Five Things 5 Days at Memorial gets Right
Seven of the eight episodes of 5 Days at Memorial have aired and thus far it stays true to Sheri Fink’s book of the same name. So far, the Apple TV series has gotten five things that may be relevant to us absolutely correct. I recommend that you all watch the series or read the book and then talk about it in your next Emergency Preparedness table meeting.
- A strong leader from your organization must be chosen before a life threatening emergency occurs because regardless of what you have done, a strong leader will assume authority. It would be in everyone’s best interest if you approved of the person. At Memorial, Anna Pou, an EMT assumed control for both Memorial and Life Care which was an LTAC leasing space from Memorial hospital. Do you really want a doctor you don’t know or who has no affiliation with your agency running your show?

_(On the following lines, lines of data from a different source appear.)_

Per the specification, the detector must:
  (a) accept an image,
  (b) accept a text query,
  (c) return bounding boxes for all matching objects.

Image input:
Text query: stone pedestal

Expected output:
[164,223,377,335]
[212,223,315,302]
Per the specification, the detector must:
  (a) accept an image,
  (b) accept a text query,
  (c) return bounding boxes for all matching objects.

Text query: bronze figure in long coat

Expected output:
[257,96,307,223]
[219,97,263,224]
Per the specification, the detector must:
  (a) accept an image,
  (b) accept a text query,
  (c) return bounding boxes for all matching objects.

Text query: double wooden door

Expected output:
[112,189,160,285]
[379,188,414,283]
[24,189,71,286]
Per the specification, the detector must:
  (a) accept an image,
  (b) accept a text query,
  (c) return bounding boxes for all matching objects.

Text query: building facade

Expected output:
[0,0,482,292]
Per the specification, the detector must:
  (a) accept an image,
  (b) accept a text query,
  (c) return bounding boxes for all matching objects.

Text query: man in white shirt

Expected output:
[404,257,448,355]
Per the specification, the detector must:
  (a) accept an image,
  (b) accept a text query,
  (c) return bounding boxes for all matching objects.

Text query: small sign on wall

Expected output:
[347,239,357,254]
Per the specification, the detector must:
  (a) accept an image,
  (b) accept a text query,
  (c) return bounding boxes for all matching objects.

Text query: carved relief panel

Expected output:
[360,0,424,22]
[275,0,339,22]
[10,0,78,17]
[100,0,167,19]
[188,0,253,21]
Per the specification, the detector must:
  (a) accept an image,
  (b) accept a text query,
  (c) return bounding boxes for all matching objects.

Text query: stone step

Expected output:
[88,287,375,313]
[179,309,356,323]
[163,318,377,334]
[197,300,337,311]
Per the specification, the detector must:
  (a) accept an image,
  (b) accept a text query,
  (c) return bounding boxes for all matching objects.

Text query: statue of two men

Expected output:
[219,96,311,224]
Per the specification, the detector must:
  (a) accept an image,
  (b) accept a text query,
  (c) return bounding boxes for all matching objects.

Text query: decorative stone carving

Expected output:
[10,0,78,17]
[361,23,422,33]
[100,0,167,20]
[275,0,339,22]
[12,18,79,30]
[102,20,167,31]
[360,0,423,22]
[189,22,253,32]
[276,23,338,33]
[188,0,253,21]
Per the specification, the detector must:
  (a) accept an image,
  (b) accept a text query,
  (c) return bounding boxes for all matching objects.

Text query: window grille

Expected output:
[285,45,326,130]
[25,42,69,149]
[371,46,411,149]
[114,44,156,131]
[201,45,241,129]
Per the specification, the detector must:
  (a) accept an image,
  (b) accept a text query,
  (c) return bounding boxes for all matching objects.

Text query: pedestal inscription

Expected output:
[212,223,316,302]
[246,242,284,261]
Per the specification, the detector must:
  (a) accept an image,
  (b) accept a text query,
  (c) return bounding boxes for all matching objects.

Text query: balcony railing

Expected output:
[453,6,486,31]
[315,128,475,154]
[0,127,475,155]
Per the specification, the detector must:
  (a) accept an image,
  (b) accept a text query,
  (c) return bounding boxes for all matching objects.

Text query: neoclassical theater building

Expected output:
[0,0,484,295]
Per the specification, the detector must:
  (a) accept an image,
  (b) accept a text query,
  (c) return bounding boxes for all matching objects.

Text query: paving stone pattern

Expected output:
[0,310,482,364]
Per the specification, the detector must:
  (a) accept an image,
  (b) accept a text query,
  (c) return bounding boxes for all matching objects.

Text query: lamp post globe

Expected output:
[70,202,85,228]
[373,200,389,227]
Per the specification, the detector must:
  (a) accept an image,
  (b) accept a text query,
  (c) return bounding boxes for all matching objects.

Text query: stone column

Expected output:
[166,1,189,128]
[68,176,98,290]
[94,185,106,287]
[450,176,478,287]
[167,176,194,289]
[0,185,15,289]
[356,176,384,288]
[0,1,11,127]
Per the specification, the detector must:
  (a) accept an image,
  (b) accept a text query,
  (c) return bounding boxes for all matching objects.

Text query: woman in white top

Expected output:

- If you are fortunate to have ample warning of a natural disaster, encourage your patients to move. Move them out of your service area if that’s what it takes. Lose money if necessary. For the sake of comparison, I had an LTAC client that leased space on the top floor of a building across the street from Memorial. Prior to the storm, they moved patients to Baton Rouge. It was expensive and most inconvenient but everyone was safe.
- Communication sucks before, during and after a disaster. There is no other way to state that in a ladylike or professional manner. As soon as there is an inkling of a possibility of a disaster on its way, the employees need to call the patients and families and find out where they might be should they evacuate. Although this information is part of the admission process, things change. For weeks after Katrina, we were getting emails from people looking for relatives and loved ones.
- Plans fail. Katrina was likely a category two storm when it hit New Orleans down from Category 4 or 5 while it churned in the Gulf. Everyone was fine the next day. It was around mid morning when the first trickles of water from a breached levee started to flood the street. A city prepared for a storm ended up suffering from some of the worst flooding in history. The generators in place to maintain power were under water. Focus on keeping your patients foremost in your plan and don’t try to anticipate how a disaster will evolve.
- Even though plans fail, it is important to have one. If you work for an agency or hospice provider, be available if there’s any way possible. Know what the plan is and if you are knocked off course by an unforeseeable event, at least you will know where you should be and can work to get back on track.
Many of you are wondering why I am stating the obvious. It’s because many people don’t learn. Last year, Hurricane Ida hit and one nursing home owner, Bob Dean, thought it would be a good idea to warehouse almost 800 people in a warehouse. It flooded and the patients were moved to a dryer area. Most patients were side by side on wet mattresses that were touching with no room for nurses to get through. Eight people died as a direct result and more died in the following weeks. It is impossible to care for 800 elderly patients in a dark warehouse with no electricity or running water. Bob Dean felt he was treated unfairly when his licenses were revoked. When that was largely rejected by the public he went on to say that he suffered from temporary Dementia. He thinks his licenses should be restored. Maybe if he hadn’t been visiting friends in the cool dry climate of Connecticut and been out to the unsanitary (to be kind) warehouse, he would have a different opinion.
When we live through a once in a lifetime event, we tend to believe that it is just that – once in a lifetime. These unimaginable events are exactly that – beyond the scope of our imaginations. All we need to keep in mind is that bad things happen and our patients come first.